Randolph Galloway

Personal information
- Full name: Randolph Septimus Galloway
- Date of birth: 22 December 1896
- Place of birth: Sunderland, England
- Date of death: 10 April 1964 (aged 67)
- Place of death: Mapperley, England
- Height: 5 ft 10 in (1.78 m)
- Position(s): Striker

Senior career*
- Years: Team / Apps / (Gls)
- Sunderland Tramways
- 1922–1924: Derby County / 66 / (25)
- 1924–1927: Nottingham Forest / 39 / (8)
- 1927: Luton Town / 2 / (1)
- 1927–1928: Coventry City / 4 / (1)
- 1928–1929: Tottenham Hotspur / 3 / (2)
- Grantham Town

Managerial career
- 1929–1931: Sporting de Gijón
- 1931–1933: Valencia CF
- 1933–1935: Racing Santander
- 1946: Costa Rica
- 1948: C.A. Peñarol
- 1949–1950: Young Fellows Zürich
- 1950–1953: Sporting CP
- 1954–1955: Vitória S.C.

= Randolph Galloway =

English footballer (1896–1964)

Randolph Galloway (22 December 1896 – 10 April 1964) was an English footballer and football manager. He played for Sunderland Tramways, Derby County, Nottingham Forest, Luton Town, Coventry City, Tottenham Hotspur and Grantham Town.

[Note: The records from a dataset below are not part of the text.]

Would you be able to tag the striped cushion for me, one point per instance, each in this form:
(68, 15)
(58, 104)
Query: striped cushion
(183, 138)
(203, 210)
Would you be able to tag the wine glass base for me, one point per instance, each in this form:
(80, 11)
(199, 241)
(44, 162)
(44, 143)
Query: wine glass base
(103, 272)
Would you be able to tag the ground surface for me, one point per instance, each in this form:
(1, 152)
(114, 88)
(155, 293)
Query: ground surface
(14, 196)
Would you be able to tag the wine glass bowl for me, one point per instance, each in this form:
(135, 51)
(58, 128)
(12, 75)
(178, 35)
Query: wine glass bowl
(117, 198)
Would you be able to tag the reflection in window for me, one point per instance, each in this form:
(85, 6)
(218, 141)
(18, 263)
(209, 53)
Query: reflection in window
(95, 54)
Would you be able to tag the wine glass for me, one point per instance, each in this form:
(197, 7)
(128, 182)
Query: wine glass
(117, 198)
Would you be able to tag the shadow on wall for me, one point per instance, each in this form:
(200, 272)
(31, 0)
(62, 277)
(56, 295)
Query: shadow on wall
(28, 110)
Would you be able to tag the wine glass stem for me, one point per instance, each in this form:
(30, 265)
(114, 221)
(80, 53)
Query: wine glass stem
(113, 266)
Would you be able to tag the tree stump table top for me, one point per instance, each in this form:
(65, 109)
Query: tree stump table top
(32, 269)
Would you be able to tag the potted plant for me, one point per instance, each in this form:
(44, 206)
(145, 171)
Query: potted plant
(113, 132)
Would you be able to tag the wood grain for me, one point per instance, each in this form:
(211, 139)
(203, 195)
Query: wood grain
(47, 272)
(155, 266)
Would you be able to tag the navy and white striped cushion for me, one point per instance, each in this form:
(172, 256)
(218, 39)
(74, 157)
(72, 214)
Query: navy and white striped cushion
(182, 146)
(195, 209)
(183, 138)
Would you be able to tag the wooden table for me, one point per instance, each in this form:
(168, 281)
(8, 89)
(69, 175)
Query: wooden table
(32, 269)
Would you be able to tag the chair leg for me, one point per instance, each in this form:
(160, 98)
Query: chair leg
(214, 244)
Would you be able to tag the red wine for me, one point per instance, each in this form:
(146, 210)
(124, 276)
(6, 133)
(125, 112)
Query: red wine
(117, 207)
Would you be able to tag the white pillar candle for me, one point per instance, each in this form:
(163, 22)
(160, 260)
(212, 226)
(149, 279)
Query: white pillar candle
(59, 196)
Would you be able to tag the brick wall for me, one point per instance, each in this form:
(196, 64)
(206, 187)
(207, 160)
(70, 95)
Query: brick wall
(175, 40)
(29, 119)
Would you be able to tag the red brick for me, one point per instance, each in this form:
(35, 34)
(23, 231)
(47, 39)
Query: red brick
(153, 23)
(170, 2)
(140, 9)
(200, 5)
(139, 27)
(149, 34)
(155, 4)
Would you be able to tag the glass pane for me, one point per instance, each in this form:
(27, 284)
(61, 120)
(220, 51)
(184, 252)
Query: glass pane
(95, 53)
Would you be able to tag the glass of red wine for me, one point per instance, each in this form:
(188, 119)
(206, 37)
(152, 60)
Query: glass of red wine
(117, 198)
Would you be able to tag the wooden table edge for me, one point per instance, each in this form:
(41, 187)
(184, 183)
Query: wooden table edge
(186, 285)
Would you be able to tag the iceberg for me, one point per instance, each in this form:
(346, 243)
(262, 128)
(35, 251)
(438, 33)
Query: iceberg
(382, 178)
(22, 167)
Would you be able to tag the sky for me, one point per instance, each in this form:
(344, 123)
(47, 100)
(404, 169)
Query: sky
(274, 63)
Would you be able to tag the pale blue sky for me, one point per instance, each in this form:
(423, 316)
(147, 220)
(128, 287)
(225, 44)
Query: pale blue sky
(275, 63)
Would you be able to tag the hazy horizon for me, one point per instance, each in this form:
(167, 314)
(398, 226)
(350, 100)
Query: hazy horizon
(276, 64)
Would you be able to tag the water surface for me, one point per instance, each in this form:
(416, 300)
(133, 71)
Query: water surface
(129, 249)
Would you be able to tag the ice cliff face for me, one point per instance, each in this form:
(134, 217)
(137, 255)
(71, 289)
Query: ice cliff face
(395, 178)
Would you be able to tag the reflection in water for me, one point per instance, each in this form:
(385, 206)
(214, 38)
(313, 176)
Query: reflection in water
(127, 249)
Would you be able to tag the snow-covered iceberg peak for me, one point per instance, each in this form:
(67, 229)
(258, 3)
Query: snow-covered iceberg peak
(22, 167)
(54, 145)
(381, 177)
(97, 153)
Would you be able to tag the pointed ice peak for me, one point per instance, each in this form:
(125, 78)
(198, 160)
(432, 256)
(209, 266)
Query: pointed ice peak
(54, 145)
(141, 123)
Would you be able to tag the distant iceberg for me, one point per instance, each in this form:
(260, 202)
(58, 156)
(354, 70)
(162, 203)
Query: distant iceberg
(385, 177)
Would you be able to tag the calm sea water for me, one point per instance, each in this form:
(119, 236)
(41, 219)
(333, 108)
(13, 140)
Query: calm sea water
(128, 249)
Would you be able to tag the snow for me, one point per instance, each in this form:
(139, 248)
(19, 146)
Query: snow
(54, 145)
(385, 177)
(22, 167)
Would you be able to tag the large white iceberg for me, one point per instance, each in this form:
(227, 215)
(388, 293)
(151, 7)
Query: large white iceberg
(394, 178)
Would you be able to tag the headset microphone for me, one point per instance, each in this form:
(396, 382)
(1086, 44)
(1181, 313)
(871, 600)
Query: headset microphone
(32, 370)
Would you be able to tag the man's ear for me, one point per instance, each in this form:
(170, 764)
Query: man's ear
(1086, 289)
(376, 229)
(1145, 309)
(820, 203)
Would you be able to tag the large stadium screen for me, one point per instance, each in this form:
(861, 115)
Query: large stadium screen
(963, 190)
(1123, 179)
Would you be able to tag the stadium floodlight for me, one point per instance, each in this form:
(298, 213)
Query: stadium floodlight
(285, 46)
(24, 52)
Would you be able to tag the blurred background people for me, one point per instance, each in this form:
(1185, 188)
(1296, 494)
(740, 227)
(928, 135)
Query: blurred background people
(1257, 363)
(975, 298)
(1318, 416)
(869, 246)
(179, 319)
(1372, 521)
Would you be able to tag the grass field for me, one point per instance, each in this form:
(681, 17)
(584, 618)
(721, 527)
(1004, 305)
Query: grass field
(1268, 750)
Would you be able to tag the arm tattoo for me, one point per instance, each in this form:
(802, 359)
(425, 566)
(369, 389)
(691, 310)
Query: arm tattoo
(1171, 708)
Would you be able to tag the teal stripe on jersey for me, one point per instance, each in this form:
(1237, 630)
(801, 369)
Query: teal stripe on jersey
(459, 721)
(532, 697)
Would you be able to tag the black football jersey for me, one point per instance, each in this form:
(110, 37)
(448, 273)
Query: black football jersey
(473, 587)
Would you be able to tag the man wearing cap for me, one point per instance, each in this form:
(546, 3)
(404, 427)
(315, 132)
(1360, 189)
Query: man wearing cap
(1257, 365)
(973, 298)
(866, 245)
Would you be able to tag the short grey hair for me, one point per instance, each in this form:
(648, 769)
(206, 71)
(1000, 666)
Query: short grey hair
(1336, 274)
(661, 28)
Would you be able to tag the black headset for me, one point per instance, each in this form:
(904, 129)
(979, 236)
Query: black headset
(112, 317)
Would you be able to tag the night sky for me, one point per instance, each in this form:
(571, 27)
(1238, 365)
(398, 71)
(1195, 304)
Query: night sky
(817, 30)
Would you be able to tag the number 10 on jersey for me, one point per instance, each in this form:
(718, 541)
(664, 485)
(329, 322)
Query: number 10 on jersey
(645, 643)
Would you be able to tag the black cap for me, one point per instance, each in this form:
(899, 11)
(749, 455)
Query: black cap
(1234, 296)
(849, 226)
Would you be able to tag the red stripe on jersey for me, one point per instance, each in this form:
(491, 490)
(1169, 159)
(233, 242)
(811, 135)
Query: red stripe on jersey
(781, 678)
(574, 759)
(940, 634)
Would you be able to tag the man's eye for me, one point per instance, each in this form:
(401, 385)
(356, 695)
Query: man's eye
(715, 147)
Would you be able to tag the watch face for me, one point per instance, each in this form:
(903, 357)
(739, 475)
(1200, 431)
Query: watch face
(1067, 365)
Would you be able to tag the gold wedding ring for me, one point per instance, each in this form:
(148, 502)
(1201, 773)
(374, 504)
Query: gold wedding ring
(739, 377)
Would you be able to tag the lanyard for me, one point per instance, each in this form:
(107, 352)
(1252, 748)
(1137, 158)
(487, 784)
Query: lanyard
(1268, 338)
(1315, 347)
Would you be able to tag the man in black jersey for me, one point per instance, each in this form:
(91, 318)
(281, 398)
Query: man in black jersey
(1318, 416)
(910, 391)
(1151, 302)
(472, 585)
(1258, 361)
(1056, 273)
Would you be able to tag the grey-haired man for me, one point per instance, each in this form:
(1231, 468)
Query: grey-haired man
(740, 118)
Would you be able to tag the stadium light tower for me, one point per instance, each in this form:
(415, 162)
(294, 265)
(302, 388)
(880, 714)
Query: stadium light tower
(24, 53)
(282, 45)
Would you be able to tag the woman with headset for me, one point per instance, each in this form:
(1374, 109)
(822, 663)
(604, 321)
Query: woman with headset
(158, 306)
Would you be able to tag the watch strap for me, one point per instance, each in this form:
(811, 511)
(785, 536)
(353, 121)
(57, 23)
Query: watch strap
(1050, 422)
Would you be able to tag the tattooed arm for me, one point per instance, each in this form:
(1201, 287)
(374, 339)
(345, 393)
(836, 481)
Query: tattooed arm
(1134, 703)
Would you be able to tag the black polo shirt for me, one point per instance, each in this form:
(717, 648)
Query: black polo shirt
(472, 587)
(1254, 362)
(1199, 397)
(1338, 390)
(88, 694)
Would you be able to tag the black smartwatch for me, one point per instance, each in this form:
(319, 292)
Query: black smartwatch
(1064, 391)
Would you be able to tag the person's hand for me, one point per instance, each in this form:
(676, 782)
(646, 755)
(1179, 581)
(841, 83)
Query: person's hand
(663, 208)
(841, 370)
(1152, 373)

Galloway scored on his 'Lilywhites' debut in a 1–1 draw with Southampton at The Dell in September 1928 in the old Second Division.

==Management==
Galloway coached Sporting de Gijón, Valencia CF, Racing de Santander, Peñarol, Young Fellows Zürich, Sporting CP and Vitória S.C.